Odds and ends for 11/25

  • Roots: Here’s one good reason not to go looking for your birth parents.
  • Coincidence?: On Tuesday, Obama’s top Pentagon official for detainee affairs, who had long and publicly opposed military commissions for terrorism suspects, quits. Today, late in the afternoon on the day before a four-day holiday weekend (for those who work in or cover the government), the government announces it is filing new charges against a terrorism-conspiracy suspect under the Military Commissions Act of 2009.
  • Thanks for that, Tipper: The jackass lawyer who unsuccessfully sued Judas Priest for supposedly causing a kid’s suicide is running for Congress in Nevada — as a Democrat.
  • The master has learned from the student: Charles Lane, best known (if known at all) as the New Republic editor who oversaw serial fabulist Stephen Glass, has taken a page from the Glass notebook and just made crap up about the recent government report on hunger. To quote a commenter elsewhere, I hope his turkey has tapeworms.
  • Piling on: Connecticut joins Ohio in suing the financial-ratings agencies. Woohoo!
  • Memo to Pete Peterson: We know the difference between being concerned about the deficit and being a concern troll, and we know which one you are.
  • It’s working, at least somewhat: The people who prepare economic forecasts for private, paying clients say Obama’s $787 billion stimulus package has helped.
  • The public: “Stop covering Sarah Palin!
  • I wonder who will be disciplined for this screw-up: Former Bush White House spokesbot Dana Perino tells Fox’s Sean Hannity, “We did not have a terrorist attack on our country during President Bush’s term.” Forget 9/11 (she obviously did); what about the anthrax attacks, the Virginia Tech shootings and the D.C. sniper(s)?

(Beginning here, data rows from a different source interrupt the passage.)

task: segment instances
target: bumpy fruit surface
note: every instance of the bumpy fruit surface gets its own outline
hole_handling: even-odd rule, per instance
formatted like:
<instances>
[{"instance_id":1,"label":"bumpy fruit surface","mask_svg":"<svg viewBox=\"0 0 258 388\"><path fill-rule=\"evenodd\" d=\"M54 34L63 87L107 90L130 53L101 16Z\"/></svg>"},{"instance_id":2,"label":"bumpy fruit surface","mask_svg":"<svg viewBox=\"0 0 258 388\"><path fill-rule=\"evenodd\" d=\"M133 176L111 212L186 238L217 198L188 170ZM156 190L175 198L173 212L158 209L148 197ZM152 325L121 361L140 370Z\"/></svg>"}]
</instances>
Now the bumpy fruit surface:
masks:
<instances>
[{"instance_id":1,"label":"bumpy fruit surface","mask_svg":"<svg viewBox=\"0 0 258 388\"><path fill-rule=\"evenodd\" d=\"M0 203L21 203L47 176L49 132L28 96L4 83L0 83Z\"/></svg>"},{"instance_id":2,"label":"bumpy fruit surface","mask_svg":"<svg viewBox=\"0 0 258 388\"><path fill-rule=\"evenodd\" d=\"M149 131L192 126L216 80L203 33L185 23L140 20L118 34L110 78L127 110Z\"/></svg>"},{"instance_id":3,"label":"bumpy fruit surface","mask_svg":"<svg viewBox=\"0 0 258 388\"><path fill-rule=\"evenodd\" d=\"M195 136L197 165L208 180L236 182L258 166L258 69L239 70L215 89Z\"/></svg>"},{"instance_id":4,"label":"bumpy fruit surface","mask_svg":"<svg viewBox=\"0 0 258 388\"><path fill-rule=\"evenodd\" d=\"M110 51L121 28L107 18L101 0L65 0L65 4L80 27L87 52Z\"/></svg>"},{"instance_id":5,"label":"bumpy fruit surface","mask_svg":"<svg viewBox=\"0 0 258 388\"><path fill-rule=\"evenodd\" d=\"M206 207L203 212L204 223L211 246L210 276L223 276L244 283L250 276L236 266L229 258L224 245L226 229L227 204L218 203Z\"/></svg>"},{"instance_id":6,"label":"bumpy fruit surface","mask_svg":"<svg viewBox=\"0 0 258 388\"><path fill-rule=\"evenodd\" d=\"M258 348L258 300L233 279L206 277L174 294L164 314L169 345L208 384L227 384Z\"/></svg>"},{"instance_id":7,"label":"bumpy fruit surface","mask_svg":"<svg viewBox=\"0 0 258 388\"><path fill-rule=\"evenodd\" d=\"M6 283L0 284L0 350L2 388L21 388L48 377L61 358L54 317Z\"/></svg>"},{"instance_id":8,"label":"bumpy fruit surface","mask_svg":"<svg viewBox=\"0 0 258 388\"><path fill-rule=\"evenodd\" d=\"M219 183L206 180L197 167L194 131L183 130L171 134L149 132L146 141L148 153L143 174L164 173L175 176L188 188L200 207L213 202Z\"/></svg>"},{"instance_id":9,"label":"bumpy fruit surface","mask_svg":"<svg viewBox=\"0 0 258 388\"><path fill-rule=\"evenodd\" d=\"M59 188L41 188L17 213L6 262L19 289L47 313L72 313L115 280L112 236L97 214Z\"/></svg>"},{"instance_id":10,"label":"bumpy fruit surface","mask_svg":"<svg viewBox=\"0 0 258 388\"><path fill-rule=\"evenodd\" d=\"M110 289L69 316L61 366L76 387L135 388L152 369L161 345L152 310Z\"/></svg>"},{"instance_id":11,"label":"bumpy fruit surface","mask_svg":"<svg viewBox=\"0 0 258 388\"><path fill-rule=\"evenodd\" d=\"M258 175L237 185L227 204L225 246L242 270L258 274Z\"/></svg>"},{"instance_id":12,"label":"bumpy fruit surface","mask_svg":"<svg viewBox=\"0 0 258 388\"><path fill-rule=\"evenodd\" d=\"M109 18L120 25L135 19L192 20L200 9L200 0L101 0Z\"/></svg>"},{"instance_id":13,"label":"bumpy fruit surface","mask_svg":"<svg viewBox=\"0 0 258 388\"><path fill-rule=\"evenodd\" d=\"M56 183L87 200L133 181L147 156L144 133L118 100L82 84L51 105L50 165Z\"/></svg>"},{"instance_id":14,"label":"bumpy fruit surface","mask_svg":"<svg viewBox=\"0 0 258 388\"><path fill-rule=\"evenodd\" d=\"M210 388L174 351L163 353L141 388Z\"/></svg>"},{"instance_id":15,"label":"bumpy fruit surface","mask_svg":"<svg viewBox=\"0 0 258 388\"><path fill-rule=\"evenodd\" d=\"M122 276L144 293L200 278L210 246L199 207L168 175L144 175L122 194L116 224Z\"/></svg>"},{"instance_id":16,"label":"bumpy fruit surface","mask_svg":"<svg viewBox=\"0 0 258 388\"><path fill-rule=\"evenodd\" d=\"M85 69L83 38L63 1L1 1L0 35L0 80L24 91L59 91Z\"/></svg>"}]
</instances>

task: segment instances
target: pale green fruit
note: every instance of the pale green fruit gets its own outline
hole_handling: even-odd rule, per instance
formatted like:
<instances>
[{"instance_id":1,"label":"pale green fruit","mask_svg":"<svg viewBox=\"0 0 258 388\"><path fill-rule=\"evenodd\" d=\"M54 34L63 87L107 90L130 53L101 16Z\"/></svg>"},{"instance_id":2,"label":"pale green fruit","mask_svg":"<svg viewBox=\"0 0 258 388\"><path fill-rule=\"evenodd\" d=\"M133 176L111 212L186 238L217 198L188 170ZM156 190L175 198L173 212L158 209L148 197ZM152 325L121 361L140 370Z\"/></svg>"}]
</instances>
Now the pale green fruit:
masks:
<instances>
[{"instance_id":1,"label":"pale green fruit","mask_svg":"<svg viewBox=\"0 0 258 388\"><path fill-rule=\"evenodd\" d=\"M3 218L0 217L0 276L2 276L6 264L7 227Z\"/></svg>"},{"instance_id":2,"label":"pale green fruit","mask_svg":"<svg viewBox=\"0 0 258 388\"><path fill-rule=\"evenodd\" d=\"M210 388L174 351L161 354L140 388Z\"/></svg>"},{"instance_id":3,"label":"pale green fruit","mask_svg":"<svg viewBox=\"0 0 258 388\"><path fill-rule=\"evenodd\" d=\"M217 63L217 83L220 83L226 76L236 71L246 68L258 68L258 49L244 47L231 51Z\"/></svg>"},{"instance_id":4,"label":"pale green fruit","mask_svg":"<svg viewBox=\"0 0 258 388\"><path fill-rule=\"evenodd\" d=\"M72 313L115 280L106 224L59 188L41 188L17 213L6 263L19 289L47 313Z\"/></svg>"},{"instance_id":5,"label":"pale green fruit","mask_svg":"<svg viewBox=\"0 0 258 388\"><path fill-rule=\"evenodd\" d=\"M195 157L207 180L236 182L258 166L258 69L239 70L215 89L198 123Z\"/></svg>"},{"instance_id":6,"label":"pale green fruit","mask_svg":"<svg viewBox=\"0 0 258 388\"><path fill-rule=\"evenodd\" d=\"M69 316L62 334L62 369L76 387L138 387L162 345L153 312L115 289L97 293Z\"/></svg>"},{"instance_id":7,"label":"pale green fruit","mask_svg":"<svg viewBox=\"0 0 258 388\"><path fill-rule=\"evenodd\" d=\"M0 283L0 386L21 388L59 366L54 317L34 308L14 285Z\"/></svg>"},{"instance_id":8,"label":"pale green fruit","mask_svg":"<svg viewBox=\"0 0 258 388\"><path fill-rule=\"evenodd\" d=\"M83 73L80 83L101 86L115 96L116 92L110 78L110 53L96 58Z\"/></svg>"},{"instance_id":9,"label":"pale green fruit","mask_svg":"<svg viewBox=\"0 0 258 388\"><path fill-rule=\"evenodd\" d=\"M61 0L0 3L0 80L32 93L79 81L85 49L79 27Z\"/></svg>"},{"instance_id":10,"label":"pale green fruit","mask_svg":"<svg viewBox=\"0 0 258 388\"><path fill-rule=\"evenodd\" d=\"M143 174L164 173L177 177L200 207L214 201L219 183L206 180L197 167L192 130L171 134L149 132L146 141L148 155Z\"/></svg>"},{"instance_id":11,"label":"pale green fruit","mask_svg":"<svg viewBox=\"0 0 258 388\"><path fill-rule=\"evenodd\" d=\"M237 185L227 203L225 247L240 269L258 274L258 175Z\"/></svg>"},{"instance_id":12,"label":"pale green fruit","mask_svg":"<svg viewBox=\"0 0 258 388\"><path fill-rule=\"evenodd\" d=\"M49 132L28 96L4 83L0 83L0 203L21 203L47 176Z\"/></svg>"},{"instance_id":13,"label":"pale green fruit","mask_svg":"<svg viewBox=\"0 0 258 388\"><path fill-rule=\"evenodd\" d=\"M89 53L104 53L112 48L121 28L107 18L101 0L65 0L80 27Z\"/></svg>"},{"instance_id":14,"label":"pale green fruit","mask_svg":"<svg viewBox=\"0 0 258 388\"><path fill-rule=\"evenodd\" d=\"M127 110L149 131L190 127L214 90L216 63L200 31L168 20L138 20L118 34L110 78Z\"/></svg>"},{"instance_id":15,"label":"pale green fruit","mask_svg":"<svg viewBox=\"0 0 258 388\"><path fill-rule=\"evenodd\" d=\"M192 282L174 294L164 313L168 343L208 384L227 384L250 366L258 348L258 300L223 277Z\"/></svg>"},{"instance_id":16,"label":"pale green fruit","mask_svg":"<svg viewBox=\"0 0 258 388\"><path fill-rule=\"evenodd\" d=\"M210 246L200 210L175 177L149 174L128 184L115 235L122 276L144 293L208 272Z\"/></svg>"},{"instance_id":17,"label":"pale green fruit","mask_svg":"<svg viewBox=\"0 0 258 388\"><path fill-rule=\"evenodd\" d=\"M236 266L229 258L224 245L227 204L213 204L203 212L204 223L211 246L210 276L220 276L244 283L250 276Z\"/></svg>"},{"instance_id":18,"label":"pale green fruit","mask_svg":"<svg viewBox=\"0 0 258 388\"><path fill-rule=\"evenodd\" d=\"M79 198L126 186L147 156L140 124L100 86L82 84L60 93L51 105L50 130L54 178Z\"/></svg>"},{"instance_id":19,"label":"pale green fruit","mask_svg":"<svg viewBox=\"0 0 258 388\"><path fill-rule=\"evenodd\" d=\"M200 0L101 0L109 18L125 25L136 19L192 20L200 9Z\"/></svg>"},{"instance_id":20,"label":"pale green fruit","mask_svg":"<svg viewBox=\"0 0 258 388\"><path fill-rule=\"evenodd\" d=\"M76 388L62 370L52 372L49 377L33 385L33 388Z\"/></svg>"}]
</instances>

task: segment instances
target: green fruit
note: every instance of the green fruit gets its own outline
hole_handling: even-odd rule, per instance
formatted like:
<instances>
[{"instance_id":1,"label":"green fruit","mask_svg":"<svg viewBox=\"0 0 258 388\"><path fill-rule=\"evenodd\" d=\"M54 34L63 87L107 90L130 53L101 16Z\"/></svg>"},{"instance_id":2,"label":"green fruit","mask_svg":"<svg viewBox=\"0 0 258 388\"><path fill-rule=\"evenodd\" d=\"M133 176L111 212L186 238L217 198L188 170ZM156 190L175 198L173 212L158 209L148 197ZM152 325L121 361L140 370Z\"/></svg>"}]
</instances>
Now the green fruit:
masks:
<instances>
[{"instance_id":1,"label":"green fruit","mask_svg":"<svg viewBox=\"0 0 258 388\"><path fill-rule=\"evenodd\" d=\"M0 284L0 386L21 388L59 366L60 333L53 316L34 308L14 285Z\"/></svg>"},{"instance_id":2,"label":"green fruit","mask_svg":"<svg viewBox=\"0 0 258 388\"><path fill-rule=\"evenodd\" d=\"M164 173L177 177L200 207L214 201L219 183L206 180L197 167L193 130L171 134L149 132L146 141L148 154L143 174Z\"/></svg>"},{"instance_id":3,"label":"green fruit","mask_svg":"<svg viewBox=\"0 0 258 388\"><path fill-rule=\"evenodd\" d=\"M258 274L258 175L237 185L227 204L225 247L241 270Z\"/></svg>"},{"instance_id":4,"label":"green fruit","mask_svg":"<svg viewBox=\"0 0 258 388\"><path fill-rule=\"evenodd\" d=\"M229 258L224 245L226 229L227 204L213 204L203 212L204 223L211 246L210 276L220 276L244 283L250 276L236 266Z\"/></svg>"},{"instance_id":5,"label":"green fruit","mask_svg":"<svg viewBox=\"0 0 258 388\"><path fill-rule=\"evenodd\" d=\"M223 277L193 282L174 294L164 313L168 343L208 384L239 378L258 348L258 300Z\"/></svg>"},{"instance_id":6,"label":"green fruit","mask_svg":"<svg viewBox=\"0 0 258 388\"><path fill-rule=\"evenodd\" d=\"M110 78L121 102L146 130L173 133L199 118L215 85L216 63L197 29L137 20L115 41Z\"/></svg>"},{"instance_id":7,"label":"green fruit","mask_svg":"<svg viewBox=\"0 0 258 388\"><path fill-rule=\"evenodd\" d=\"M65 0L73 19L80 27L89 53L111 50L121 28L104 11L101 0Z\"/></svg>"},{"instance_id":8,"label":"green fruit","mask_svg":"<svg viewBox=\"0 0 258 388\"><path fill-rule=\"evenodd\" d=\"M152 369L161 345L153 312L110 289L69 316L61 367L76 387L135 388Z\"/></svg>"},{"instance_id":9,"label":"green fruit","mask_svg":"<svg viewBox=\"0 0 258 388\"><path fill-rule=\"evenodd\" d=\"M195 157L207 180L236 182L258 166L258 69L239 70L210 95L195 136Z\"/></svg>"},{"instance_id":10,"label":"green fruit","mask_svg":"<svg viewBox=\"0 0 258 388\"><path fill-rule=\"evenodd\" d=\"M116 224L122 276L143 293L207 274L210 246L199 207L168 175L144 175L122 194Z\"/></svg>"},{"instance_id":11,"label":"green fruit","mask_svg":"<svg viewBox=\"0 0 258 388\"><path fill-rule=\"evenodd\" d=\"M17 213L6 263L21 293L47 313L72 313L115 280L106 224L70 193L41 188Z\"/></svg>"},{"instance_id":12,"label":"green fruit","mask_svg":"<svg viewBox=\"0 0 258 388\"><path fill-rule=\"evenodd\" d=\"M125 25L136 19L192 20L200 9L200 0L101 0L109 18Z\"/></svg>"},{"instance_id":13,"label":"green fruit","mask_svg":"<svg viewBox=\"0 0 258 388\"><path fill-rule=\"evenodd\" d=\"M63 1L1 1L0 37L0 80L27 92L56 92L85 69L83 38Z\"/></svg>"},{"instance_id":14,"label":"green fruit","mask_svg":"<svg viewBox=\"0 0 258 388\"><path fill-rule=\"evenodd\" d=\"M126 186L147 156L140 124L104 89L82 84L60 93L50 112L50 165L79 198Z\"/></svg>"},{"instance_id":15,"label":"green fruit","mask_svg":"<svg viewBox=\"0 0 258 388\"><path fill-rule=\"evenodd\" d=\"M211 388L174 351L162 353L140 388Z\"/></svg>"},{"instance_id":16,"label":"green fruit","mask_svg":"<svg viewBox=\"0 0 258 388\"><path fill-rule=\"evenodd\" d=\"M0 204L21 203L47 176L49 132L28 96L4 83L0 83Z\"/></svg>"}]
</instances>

  • Why does Rush Limbaugh hate America?: Rush Limbaugh calls for overthrowing the government. This would not be the first time he has done this.
  • Maybe it’s because of his philosophy*: “But if you live in the universe of lies, the last thing that you are governed by is the truth. The last thing you are governed by is reality. The only thing that matters to you is the advancement of your political agenda. And you tell yourself in the universe of lies that your agenda is so important the world will not survive without it and therefore you can lie, cheat, steal, destroy whoever you have to to get your agenda done because your opponents are evil, and in fighting evil, anything goes. There are no rules when you’re in a fight with the devil.”

*Yes, I understand that he thinks he’s not talking about himself.